Even so I was thinking about the circumstances under which Jews — both as Jews and as ordinary people — do best and do worst. And it seems to me that they tend to thrive when life is unexciting. When great institutions are not crashing to the ground and civic life is a little dull. When change is incremental and the great arguments are about whether taxes are too high or too low.
I may have said before that one of my favourite stand-up comedy sequences — right up there with Richard Prior’s monkey (YouTube it) — is Jackie Mason’s “Why Don’t Jews Do Rodeo?” In it Mason notes all the daft Darwin Award-winning antics that gentiles indulge in and concludes that by contrast if a Jew wants to sit on something dangerous he chooses a rocking chair. Because, he says, ordinary life can be dangerous enough for Jews, so who needs to add to the risk?
This month, and again in September, there is a series of musical events in London commemorating the art and culture of the Weimar Republic, founded 100 years ago. The organisers argue that this is timely because some of the same uncertainties and loss of confidence that eventually brought about the Republic’s downfall are evident again today. Paradoxically (or not) a golden period for artistic expression in music, theatre, cinema, literature and pictorial art, was followed by a time of relentless philistinism and artistic suppression. Jews contributed hugely to the former and were then exterminated in the latter.
The parallels that the organisers had in mind were between the way in which Weimar era Germans lost trust in each other and the institutions that mediated between them. Lost trust and then watched as those institutions were destroyed. What then ran rife was violence, incivility, demagoguery and racism.
When I was younger and more revolutionary than I am now, I had little regard for institutions as such. In fact I had a sort of contempt for them. I never really thought much about long they’d taken in evolving and was impatient at the idea that the best way of changing them was by reform. Then, in my 20s, I helped run one — the National Union of Students — one of the very few youth organisations in the world actually run by youth. And all of a sudden I was a reformist — someone who wanted this flawed but intensely valuable association preserved. I got an idea of how hard it is to build and maintain things and how easy it can be to destroy them.
Gradually I’ve seen that this applies to many if not most of the institutions around us: marriage, the independent judiciary, the BBC, the largely unarmed police force. The European Union. Sorry, but that too. Hard to create, difficult to maintain, slow to reform, but worthy of support.
Now we seem consumed by impatience and incivility. Our political parties have been hijacked by extremists, people who were previously sensible have become self-radicalised, everybody has a grievance against somebody and that grievance brooks no contradiction.
Jews tend not to do well under such circumstances. In the minds of the temporarily unbalanced Jews uniquely become both the self-serving pillars of the corrupt establishment and the underminers of the natural order. The Jews are simultaneously the Rothschilds and the Jews are George Soros.
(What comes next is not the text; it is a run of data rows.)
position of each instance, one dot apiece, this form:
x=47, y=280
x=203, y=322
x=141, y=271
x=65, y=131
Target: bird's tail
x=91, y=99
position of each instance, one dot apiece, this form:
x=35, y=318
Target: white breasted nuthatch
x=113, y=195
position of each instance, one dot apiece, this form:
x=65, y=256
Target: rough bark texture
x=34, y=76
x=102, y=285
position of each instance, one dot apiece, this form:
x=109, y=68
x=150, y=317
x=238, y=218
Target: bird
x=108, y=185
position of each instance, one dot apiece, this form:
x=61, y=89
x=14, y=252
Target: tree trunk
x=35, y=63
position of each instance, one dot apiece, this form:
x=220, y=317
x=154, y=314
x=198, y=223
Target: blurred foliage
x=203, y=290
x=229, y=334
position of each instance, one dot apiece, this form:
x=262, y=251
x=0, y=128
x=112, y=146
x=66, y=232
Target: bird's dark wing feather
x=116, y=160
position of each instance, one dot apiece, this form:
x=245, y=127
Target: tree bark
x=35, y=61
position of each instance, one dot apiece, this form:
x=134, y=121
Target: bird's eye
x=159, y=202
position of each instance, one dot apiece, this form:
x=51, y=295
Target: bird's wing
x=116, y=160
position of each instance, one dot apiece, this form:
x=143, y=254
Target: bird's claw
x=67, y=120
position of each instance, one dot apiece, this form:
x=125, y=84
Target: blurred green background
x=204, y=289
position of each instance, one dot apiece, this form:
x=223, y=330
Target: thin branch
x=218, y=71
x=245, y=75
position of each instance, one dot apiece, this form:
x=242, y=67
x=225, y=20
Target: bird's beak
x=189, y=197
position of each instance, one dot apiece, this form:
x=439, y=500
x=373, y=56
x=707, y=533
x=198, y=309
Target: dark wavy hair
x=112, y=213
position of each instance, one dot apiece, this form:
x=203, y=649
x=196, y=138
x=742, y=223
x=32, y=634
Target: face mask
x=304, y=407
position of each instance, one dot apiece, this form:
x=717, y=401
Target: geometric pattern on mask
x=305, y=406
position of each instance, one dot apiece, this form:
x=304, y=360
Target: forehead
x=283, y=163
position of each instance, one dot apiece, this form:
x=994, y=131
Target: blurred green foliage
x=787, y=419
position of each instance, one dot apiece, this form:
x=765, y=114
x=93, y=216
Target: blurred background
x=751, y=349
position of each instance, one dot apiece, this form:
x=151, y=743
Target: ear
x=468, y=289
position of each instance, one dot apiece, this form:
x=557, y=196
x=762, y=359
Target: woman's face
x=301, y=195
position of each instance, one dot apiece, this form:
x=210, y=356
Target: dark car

Incidentally, when the forces of disruption are at work, don’t be seduced by some of their leading voices being friendly to Israel. Friendly to Israel does not always end up as friendly to Jews. Ask Poles.
Finally Jews should be suspicious of charisma. Charisma is about not thinking, not arguing and Jews do better when thought and argument are regarded as valuable. I think this is one reason why we should give thanks for our many boring rabbis. As Jackie Mason says, if a Jew wants dangerous he can sit on a rocking chair. This week let us wish for less interesting times.